If the iterator sent to forEach returns breaker, then the loop would end.
As a result, the developers changed _.any()
to return the sentinel instead of
throwing an exception:
if (result = iterator.call(context, value, index, list)) return breaker;
The only problem was that the native version of Array.forEach()
doesn't
recognize underscore's sentinel value breaker.
If you called any in an environment with a native Array.forEach()
, but not
Array.some()
, any would always return the value of the last item in the list
instead of true or false.
So they update result with the last true value we have seen.
if (result |= iterator.call(context, value, index, list)) return breaker;
Here's where I ran into trouble. The bitwise or works fine for numbers, but it breaks when you have strings in the mix. The documentation for underscore says it works for strings. I submitted a pull request with two additional test cases and this proposed change:
if (result = result||iterator.call(context, value, index, list)) return breaker;
The people reviewing the pull request suggested changing the statement so that it could short-circuit the assignment.

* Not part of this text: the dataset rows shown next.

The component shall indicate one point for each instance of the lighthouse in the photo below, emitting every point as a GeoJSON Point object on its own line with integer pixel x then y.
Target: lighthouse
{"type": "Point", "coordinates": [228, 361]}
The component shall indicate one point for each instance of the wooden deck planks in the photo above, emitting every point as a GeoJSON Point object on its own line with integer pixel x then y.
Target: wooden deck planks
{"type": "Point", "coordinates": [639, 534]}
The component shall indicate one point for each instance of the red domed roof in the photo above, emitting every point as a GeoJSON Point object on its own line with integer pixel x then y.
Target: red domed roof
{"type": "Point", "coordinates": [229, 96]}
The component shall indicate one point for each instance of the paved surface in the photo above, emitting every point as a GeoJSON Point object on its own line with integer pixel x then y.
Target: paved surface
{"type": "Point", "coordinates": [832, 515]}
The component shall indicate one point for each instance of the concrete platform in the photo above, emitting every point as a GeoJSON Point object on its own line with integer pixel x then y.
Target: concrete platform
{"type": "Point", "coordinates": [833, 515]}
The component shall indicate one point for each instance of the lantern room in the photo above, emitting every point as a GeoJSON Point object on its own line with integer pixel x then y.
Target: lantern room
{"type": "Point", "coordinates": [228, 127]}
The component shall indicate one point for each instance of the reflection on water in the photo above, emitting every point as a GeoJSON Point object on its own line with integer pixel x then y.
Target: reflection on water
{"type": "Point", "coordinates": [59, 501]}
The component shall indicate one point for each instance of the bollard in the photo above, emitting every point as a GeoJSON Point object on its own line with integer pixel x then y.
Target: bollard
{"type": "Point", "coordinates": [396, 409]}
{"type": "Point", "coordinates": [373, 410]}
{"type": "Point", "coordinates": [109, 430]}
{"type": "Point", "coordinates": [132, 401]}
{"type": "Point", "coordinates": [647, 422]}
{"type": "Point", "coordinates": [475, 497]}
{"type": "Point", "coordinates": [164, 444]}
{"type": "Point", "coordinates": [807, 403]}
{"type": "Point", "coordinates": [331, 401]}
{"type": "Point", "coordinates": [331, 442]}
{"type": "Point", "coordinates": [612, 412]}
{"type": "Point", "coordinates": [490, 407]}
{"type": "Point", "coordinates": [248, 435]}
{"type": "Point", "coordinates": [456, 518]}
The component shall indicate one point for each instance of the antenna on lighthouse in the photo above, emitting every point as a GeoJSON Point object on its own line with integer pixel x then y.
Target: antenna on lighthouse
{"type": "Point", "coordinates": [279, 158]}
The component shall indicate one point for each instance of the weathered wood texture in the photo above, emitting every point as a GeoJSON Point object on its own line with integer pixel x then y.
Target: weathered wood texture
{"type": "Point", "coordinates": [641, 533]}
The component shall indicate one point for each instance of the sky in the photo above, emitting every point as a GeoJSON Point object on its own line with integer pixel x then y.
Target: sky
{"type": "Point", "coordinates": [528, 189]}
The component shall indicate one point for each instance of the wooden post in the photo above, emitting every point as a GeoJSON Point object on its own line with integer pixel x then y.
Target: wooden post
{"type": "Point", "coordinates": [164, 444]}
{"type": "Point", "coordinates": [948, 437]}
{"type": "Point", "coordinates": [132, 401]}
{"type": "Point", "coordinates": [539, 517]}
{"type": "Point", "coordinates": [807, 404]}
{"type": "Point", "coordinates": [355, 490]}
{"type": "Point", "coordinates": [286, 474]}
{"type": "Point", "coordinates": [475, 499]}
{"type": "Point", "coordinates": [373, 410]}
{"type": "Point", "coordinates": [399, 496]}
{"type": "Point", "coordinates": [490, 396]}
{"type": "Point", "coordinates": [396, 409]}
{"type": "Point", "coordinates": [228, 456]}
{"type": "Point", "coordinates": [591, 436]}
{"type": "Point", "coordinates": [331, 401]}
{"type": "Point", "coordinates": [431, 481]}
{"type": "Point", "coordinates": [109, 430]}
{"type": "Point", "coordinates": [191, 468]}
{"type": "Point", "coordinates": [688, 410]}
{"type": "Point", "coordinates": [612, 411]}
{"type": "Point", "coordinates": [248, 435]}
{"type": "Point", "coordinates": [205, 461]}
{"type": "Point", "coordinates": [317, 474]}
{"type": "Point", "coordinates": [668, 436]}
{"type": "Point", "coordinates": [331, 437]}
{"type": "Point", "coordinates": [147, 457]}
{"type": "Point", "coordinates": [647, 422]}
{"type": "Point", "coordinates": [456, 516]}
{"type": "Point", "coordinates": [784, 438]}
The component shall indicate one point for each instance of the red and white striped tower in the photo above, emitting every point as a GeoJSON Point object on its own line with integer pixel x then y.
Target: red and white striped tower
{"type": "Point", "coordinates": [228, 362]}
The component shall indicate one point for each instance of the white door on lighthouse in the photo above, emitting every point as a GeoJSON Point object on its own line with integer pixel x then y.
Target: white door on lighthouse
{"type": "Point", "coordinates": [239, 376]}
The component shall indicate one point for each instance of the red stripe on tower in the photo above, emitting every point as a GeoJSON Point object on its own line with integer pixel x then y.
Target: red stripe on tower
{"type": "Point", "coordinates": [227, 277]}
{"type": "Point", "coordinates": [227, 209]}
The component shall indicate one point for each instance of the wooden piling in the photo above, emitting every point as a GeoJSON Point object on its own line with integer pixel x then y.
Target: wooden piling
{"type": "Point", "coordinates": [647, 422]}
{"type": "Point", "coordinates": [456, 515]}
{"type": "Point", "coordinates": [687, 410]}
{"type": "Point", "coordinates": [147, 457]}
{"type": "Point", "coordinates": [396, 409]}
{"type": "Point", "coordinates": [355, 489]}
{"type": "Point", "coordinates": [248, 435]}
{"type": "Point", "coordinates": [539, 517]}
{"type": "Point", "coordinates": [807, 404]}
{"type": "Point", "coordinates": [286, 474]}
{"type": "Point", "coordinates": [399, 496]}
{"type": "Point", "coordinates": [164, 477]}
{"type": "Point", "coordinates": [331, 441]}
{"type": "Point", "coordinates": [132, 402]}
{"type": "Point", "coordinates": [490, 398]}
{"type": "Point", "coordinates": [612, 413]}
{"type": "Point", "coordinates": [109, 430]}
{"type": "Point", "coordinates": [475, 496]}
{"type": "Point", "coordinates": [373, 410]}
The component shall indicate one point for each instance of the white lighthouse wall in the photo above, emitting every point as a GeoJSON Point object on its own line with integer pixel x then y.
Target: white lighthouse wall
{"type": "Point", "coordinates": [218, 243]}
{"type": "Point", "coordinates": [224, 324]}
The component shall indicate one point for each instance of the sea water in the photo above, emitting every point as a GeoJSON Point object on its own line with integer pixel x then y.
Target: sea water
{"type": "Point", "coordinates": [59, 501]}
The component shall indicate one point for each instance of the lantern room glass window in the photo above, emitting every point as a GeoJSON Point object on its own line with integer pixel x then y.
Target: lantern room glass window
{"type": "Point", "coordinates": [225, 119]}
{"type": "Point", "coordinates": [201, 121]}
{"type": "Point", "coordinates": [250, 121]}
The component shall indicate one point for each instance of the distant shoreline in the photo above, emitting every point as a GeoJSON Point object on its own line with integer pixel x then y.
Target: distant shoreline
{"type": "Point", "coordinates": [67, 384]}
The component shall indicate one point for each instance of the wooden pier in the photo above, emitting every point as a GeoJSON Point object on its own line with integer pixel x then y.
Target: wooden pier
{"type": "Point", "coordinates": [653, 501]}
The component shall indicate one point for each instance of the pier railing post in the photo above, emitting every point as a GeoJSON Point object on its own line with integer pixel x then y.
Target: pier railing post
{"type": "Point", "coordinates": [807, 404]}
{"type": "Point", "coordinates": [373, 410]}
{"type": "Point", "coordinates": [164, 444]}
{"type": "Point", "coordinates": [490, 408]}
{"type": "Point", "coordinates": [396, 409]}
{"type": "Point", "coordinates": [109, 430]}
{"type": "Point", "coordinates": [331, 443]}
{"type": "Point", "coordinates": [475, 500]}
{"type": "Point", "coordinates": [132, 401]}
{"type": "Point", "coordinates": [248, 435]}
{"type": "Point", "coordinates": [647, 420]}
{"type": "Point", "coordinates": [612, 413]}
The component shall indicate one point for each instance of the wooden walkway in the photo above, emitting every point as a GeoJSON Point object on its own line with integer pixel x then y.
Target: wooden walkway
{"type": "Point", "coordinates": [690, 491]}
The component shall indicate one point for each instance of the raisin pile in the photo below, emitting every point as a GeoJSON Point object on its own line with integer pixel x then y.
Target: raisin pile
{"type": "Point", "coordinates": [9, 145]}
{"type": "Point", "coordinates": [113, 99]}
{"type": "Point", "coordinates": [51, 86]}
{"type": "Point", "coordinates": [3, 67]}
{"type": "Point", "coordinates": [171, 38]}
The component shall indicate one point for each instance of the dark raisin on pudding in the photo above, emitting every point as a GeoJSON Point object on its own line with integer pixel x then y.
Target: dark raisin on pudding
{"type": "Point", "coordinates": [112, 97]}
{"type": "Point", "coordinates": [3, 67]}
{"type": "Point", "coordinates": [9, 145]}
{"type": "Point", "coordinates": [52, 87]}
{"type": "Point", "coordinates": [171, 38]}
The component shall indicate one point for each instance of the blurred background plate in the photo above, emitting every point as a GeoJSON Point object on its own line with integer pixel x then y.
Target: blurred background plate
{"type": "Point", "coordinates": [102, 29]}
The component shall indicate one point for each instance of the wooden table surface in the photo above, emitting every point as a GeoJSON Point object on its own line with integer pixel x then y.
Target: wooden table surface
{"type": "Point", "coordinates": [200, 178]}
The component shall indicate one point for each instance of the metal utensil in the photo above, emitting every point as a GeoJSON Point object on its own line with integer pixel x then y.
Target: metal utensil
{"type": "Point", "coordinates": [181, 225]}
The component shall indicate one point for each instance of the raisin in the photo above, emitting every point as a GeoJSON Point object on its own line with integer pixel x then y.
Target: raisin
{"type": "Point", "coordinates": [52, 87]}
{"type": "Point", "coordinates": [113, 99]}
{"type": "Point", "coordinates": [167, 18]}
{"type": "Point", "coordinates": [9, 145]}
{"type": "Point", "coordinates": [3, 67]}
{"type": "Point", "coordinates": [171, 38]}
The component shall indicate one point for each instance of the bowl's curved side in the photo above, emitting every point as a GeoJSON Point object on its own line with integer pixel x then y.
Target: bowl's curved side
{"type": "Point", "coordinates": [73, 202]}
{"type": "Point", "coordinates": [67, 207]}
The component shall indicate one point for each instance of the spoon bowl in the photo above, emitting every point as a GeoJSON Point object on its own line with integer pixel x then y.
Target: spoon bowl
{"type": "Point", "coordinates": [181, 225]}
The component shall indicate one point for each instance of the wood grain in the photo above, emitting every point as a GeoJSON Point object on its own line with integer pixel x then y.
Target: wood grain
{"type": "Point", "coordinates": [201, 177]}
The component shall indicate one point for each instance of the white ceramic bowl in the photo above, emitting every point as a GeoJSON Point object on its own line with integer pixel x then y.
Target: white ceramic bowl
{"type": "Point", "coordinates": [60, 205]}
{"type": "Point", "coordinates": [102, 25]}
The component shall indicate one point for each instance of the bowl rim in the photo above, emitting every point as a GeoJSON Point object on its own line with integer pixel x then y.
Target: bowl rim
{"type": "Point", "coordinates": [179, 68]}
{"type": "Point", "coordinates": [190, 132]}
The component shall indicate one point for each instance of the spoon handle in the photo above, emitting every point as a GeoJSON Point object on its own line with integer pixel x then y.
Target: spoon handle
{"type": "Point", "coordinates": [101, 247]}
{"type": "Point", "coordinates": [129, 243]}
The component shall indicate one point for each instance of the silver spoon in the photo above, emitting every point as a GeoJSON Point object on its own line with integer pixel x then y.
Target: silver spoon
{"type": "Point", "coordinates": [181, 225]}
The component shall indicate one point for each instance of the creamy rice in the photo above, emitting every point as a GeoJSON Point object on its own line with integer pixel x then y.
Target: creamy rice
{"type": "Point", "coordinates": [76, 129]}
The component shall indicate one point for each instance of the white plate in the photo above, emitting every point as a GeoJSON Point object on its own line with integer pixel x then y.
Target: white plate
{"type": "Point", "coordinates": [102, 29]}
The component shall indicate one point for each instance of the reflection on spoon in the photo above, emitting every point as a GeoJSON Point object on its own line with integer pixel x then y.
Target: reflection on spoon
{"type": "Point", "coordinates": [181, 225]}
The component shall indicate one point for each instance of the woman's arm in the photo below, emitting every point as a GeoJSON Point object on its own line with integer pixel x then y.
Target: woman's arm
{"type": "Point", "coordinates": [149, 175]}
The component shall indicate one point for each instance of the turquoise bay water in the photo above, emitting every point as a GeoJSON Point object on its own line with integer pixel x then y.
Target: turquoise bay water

Here is the version that was merged in:
if (result || (result = iterator.call(context, value, index, list))) return breaker;
A few months later, someone decided it was messy and cleaned it up:
if (result = iterator.call(context, value, index, list)) return breaker;
The only problem was the tests didn't pass, so they reverted the commit a few minutes later:
if (result || (result = iterator.call(context, value, index, list))) return breaker;
So we're now at the end of the line. To put it in context, here's the current
source code for _.any()
:
var any = _.some = _.any = function(obj, iterator, context) {
iterator || (iterator = _.identity);
var result = false;
if (obj == null) return result;
if (nativeSome && obj.some === nativeSome) return obj.some(iterator, context);
each(obj, function(value, index, list) {
if (result || (result = iterator.call(context, value, index, list))) return breaker;
});
return !!result;
};
What can we learn from this?
- Simple things can be hard to get right.
- IE 8 is a pain.
- Regression tests are awesome.
I suppose we really didn't learn that much here, but at least it was fun.